Robust equality is a relatively recent part of the American constitutional landscape, rooted in a limited way in the Declaration of Independence and then formally embraced in the Constitution’s 14th Amendment, ratified in 1868, though it took another near century to buttress that guarantee with meaningful legal force. By contrast, liberty—e.g., of religious exercise, of speech, and of the press—and its attendant guarantee of non-deprivation without due process of law, go back to the nation’s founding if not decades and in some cases centuries before.

In recent years, however, with great domestic and international dynamics at work, there has ascended into prominence and influence a norm of equality or nondiscrimination, or an unabashedly pursued equality of outcome, effectively supplanting the centrality of individual or group liberty as the citizen’s core constitutional guarantees.

Part of this has been achieved by legitimate historical and other academic research and theorizing, though it should be noted that at times the neutrality of those undertaking such efforts may rightly be questioned. Part of this sea change, though, has come from a public and university-sanctioned tolerance for the suppression of viewpoints that conflict with the modern ethos of equality, variously defined. Many of these developments, moreover, have resulted from outside pressures—from interest groups to like-minded accrediting organizations—that seemingly leave the institutions with little choice but to comply with their dictates.

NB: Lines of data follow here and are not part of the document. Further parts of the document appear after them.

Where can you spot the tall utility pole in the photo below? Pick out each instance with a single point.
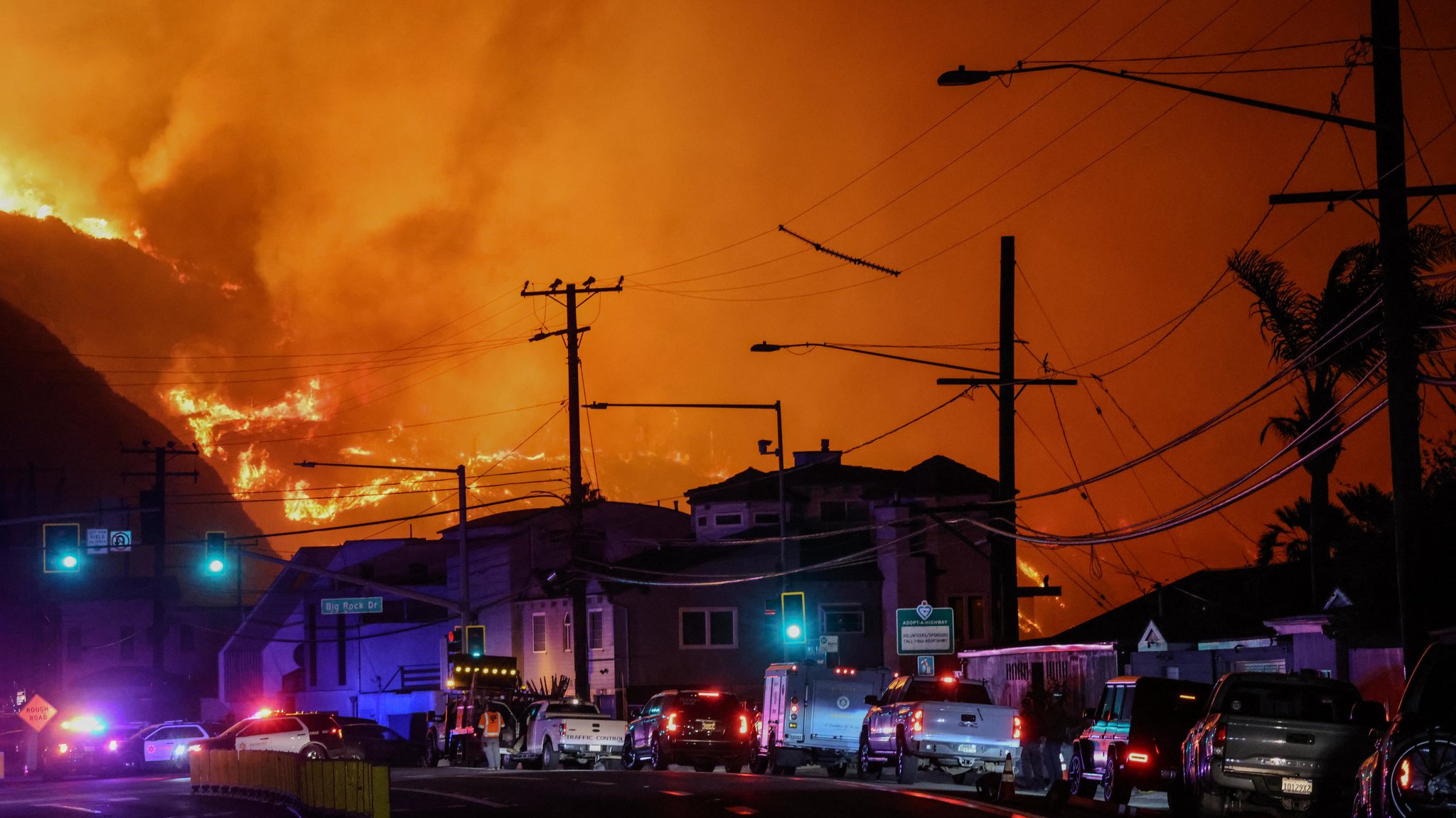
(1005, 594)
(579, 583)
(155, 533)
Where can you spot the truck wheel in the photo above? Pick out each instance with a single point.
(1115, 788)
(1078, 780)
(906, 766)
(864, 768)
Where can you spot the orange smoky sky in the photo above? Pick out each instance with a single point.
(353, 194)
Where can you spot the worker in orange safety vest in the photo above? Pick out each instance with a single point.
(491, 738)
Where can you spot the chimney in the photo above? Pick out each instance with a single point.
(825, 455)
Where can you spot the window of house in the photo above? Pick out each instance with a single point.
(707, 628)
(842, 619)
(537, 632)
(594, 629)
(970, 618)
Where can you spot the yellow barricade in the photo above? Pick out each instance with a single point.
(337, 788)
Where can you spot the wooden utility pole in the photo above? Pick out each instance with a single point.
(579, 583)
(1005, 596)
(1398, 316)
(155, 533)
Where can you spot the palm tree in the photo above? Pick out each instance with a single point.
(1334, 337)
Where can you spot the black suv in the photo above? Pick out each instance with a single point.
(702, 728)
(1135, 737)
(1413, 770)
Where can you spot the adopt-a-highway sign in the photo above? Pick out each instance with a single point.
(925, 629)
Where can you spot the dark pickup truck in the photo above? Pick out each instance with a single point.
(1279, 741)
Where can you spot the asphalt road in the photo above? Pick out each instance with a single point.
(123, 798)
(599, 794)
(682, 792)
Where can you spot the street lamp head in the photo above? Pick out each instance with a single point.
(963, 77)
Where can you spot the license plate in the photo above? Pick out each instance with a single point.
(1299, 786)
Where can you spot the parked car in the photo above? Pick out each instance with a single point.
(378, 744)
(159, 747)
(312, 736)
(83, 746)
(702, 728)
(1135, 737)
(1413, 770)
(813, 715)
(947, 722)
(1278, 741)
(569, 731)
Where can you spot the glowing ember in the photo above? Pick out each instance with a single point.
(210, 416)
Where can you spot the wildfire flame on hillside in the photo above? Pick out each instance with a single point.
(22, 197)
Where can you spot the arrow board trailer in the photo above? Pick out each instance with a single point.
(813, 715)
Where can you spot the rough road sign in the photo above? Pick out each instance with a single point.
(37, 712)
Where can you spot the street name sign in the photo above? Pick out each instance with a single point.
(37, 712)
(925, 629)
(355, 604)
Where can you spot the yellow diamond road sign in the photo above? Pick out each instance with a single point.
(37, 714)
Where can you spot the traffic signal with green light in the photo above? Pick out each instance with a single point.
(215, 554)
(475, 641)
(794, 625)
(62, 548)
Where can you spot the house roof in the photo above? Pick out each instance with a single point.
(936, 476)
(1206, 606)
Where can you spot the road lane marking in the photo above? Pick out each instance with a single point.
(481, 801)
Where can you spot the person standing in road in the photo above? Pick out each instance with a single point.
(491, 737)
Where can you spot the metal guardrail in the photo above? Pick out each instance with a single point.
(355, 790)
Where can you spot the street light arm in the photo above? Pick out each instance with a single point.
(768, 347)
(964, 77)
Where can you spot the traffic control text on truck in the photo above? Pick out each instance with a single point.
(813, 715)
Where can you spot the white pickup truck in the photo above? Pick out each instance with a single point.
(569, 731)
(947, 722)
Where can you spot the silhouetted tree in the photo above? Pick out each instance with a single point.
(1332, 338)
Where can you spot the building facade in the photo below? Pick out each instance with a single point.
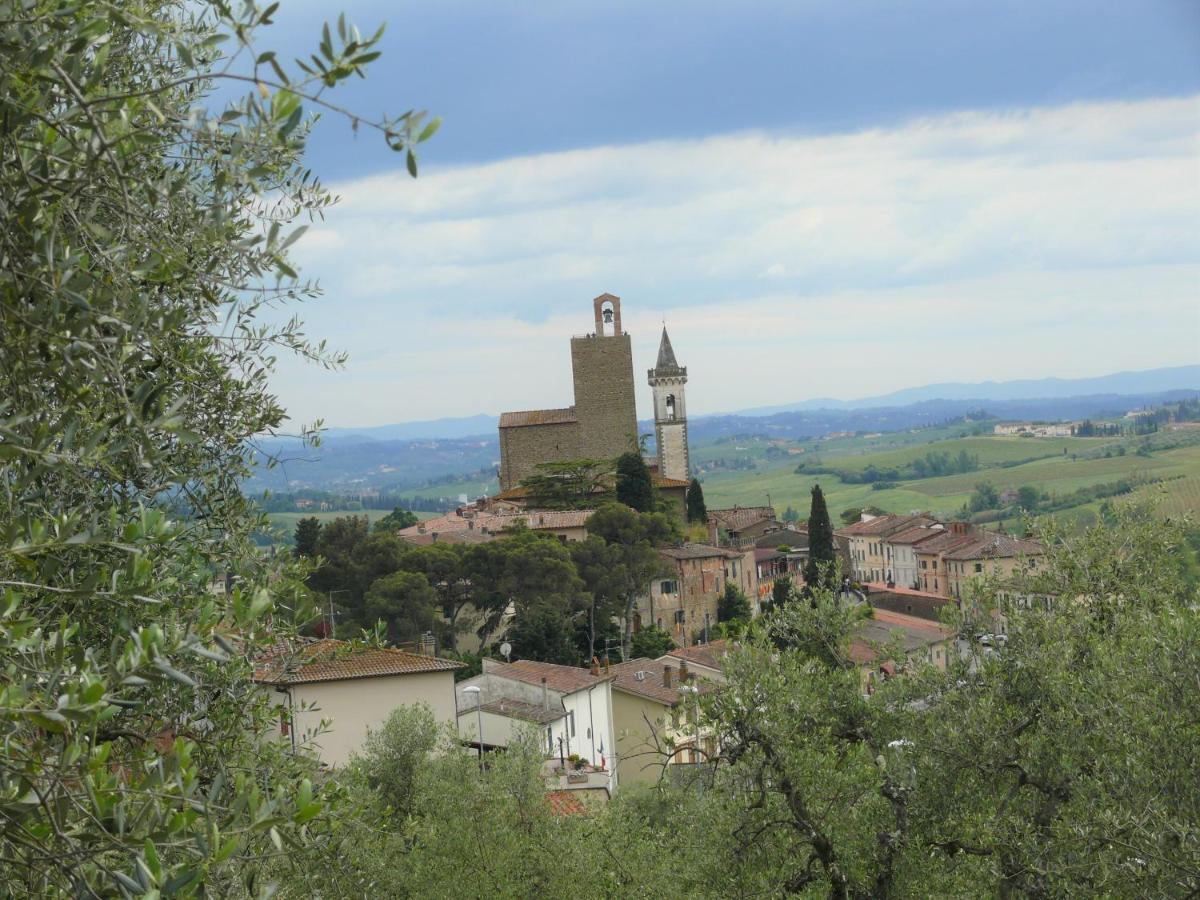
(667, 381)
(601, 424)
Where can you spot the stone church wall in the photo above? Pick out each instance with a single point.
(603, 369)
(522, 449)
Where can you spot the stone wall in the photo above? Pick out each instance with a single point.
(603, 370)
(523, 448)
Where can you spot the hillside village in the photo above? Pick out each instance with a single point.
(706, 576)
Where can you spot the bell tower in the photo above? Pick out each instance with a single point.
(667, 381)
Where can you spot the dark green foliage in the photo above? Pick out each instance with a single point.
(541, 631)
(821, 569)
(696, 509)
(571, 484)
(733, 605)
(634, 485)
(307, 537)
(781, 591)
(406, 604)
(651, 642)
(151, 187)
(397, 519)
(635, 538)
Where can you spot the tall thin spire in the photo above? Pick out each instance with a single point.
(666, 363)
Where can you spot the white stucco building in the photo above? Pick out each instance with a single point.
(351, 689)
(569, 708)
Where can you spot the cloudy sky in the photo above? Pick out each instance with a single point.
(819, 198)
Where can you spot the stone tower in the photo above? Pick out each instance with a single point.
(667, 381)
(601, 425)
(603, 370)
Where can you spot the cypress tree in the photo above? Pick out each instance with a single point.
(819, 571)
(696, 509)
(634, 485)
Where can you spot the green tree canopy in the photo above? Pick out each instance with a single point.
(306, 537)
(696, 509)
(821, 569)
(397, 519)
(147, 221)
(635, 487)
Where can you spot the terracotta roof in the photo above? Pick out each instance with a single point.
(695, 551)
(564, 679)
(916, 534)
(565, 803)
(651, 685)
(538, 417)
(702, 654)
(663, 481)
(738, 517)
(331, 660)
(772, 540)
(479, 525)
(883, 525)
(549, 519)
(995, 546)
(945, 541)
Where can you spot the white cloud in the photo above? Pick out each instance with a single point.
(1049, 241)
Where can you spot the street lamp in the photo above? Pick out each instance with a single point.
(479, 719)
(695, 715)
(331, 629)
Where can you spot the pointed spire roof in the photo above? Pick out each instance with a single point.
(666, 354)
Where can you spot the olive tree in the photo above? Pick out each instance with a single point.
(144, 231)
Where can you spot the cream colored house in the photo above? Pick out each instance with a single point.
(570, 709)
(349, 690)
(654, 720)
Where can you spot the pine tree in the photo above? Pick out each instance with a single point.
(634, 485)
(696, 509)
(307, 535)
(819, 571)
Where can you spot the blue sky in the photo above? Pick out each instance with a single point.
(820, 198)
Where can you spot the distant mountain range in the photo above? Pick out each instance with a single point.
(413, 454)
(1132, 385)
(1155, 381)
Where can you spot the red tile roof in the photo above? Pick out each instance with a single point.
(538, 417)
(330, 660)
(702, 654)
(738, 517)
(883, 525)
(651, 684)
(916, 534)
(995, 546)
(915, 634)
(564, 679)
(565, 803)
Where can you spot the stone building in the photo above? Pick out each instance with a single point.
(601, 424)
(667, 381)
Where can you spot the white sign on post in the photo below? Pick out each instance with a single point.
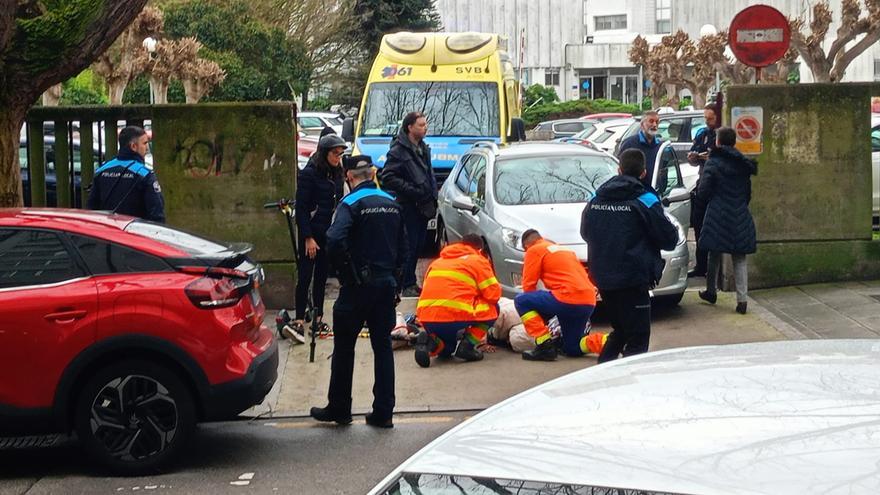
(748, 122)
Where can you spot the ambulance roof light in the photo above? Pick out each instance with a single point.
(467, 42)
(406, 42)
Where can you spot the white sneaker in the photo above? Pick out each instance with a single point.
(293, 335)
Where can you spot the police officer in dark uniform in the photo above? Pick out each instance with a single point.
(625, 228)
(367, 243)
(704, 144)
(126, 184)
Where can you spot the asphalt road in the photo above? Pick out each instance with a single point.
(282, 455)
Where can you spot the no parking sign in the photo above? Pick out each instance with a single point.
(748, 122)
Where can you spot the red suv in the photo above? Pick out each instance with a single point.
(126, 332)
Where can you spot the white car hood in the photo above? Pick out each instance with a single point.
(789, 417)
(560, 223)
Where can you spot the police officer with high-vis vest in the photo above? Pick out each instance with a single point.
(571, 298)
(367, 244)
(126, 184)
(459, 296)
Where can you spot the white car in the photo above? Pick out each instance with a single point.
(782, 418)
(312, 123)
(498, 192)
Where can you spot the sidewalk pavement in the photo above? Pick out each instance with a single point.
(846, 310)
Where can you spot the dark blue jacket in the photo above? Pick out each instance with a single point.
(408, 173)
(625, 229)
(726, 187)
(640, 142)
(367, 241)
(127, 185)
(316, 197)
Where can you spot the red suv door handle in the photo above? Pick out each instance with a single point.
(66, 316)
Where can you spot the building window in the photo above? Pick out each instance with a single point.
(609, 22)
(664, 16)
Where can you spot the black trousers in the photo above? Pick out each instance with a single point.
(308, 270)
(698, 213)
(355, 306)
(630, 313)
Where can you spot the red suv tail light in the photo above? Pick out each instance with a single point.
(218, 288)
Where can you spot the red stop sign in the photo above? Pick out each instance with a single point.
(759, 35)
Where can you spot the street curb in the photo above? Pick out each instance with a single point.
(769, 317)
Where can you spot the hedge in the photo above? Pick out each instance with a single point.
(574, 109)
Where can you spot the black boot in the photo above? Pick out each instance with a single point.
(545, 351)
(327, 415)
(467, 351)
(706, 296)
(425, 345)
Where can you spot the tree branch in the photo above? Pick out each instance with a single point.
(35, 61)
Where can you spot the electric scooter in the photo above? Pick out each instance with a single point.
(286, 206)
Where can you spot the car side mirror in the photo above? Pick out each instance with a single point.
(348, 130)
(517, 130)
(677, 195)
(465, 204)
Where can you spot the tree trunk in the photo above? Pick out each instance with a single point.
(10, 175)
(52, 96)
(305, 100)
(160, 91)
(117, 89)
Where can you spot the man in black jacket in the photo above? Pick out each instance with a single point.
(367, 244)
(625, 228)
(126, 184)
(408, 175)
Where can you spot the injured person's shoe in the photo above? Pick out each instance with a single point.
(545, 351)
(467, 351)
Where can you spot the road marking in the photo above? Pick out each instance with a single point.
(292, 425)
(243, 480)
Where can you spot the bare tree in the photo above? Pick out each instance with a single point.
(43, 44)
(855, 31)
(324, 27)
(125, 59)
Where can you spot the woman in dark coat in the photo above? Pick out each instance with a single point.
(726, 188)
(319, 187)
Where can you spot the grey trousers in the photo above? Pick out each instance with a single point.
(740, 274)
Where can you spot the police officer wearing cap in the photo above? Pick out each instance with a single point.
(126, 184)
(319, 187)
(367, 244)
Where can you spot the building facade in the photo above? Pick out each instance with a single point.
(580, 47)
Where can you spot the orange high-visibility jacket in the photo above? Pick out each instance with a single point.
(460, 286)
(560, 270)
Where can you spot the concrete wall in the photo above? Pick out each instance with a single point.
(218, 164)
(811, 199)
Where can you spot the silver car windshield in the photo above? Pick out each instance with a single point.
(542, 180)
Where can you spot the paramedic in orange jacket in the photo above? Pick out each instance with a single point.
(571, 298)
(460, 292)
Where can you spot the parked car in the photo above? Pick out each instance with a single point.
(126, 332)
(51, 177)
(312, 123)
(565, 127)
(604, 117)
(499, 192)
(875, 168)
(680, 129)
(787, 418)
(606, 134)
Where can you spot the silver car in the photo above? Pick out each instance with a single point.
(781, 418)
(499, 192)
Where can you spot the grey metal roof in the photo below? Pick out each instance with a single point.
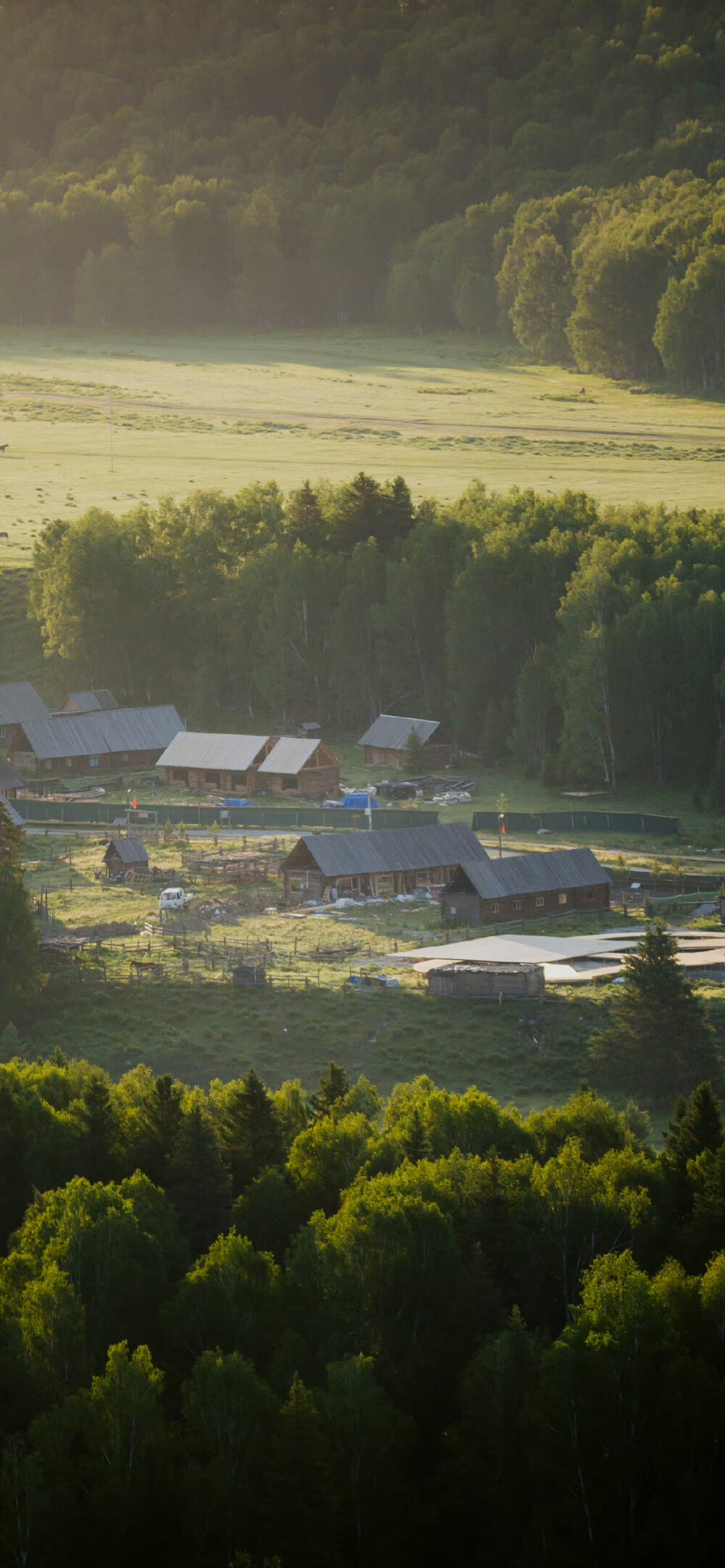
(393, 848)
(392, 731)
(10, 778)
(548, 872)
(96, 734)
(198, 750)
(93, 701)
(21, 701)
(128, 850)
(289, 756)
(13, 814)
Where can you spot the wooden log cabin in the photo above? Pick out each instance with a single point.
(126, 738)
(234, 764)
(385, 743)
(330, 866)
(525, 886)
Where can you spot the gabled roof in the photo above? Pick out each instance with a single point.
(392, 733)
(199, 750)
(13, 814)
(94, 734)
(289, 756)
(393, 848)
(21, 701)
(91, 701)
(547, 872)
(8, 777)
(128, 850)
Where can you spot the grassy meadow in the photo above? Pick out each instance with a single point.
(192, 1021)
(217, 412)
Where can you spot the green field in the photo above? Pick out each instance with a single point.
(217, 412)
(194, 1023)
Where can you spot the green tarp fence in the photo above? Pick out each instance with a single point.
(576, 822)
(78, 813)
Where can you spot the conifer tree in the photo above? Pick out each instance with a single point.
(250, 1133)
(658, 1035)
(333, 1087)
(415, 1140)
(198, 1183)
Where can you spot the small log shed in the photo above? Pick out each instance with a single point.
(126, 855)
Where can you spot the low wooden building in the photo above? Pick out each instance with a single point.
(252, 762)
(125, 738)
(385, 743)
(214, 761)
(380, 864)
(98, 701)
(12, 781)
(482, 982)
(20, 701)
(300, 767)
(126, 855)
(525, 886)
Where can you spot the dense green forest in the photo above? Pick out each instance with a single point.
(548, 165)
(244, 1327)
(584, 643)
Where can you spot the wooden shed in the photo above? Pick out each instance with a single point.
(385, 743)
(126, 855)
(526, 886)
(481, 982)
(123, 738)
(330, 866)
(300, 767)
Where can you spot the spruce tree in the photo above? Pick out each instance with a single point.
(658, 1037)
(14, 1183)
(198, 1183)
(162, 1120)
(333, 1087)
(250, 1133)
(415, 1139)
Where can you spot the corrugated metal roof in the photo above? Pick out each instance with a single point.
(8, 777)
(289, 756)
(13, 814)
(393, 850)
(21, 701)
(128, 850)
(198, 750)
(547, 872)
(91, 701)
(392, 731)
(96, 734)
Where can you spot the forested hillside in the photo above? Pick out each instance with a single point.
(242, 1328)
(586, 643)
(249, 164)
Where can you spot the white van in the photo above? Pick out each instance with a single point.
(175, 899)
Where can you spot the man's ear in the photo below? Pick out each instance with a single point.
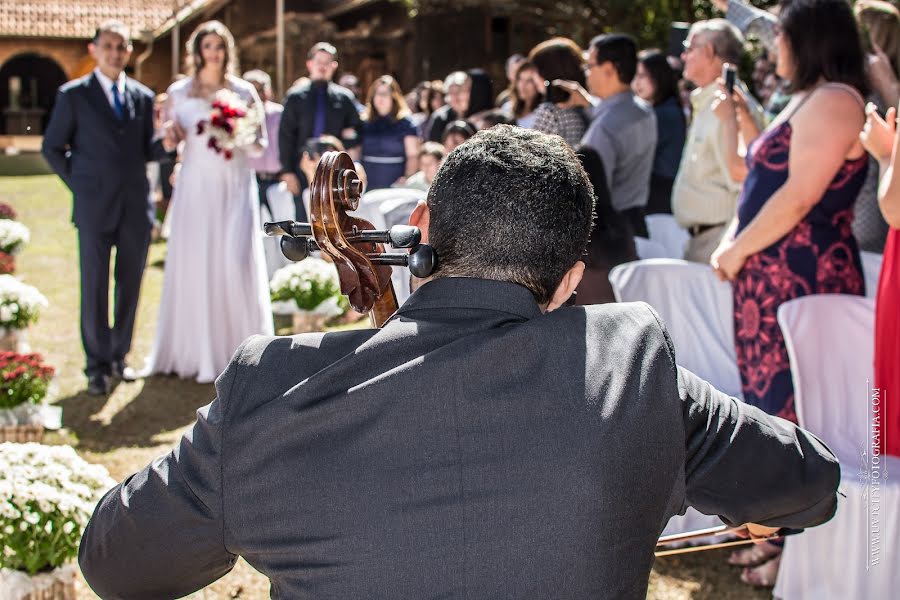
(421, 219)
(567, 286)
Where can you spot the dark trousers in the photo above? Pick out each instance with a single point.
(635, 217)
(104, 344)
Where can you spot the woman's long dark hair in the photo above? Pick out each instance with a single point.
(664, 77)
(825, 43)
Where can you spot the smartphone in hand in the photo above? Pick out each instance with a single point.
(729, 74)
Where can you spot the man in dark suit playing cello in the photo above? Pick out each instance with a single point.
(487, 442)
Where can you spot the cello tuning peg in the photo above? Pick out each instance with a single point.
(297, 248)
(422, 261)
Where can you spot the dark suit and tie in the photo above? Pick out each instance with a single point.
(486, 443)
(99, 141)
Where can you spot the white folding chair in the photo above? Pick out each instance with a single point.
(649, 249)
(830, 344)
(697, 310)
(871, 271)
(665, 230)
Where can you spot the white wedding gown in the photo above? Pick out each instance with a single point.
(215, 289)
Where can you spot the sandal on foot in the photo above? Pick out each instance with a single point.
(754, 556)
(763, 575)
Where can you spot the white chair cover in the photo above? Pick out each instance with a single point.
(871, 271)
(697, 310)
(665, 230)
(830, 343)
(282, 203)
(649, 249)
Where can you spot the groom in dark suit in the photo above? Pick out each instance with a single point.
(98, 141)
(488, 442)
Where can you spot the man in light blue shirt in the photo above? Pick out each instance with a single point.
(623, 131)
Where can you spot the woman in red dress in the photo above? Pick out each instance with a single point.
(880, 137)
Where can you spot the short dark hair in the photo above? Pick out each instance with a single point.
(825, 43)
(664, 77)
(322, 47)
(511, 204)
(620, 50)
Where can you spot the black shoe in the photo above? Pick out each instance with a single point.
(99, 385)
(123, 372)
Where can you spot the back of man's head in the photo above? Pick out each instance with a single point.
(511, 204)
(725, 39)
(620, 50)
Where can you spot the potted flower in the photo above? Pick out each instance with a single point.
(47, 495)
(20, 305)
(308, 290)
(13, 236)
(24, 412)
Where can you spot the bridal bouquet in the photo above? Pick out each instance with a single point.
(20, 304)
(13, 235)
(310, 285)
(47, 495)
(232, 124)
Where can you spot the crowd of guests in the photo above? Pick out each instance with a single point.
(769, 176)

As repeatedly documented by, among others groups, the Foundation for Individual Rights in Education and the Center for Campus Free Speech, colleges and universities ironically have sometimes been the most egregious censors of speech under the banner of equality (or of perceived equal treatment), which perversely betrays a subordination of the time-honored values of truth-seeking and knowledge propagation to relatively fleeting interest-group pressures and ideological expediency.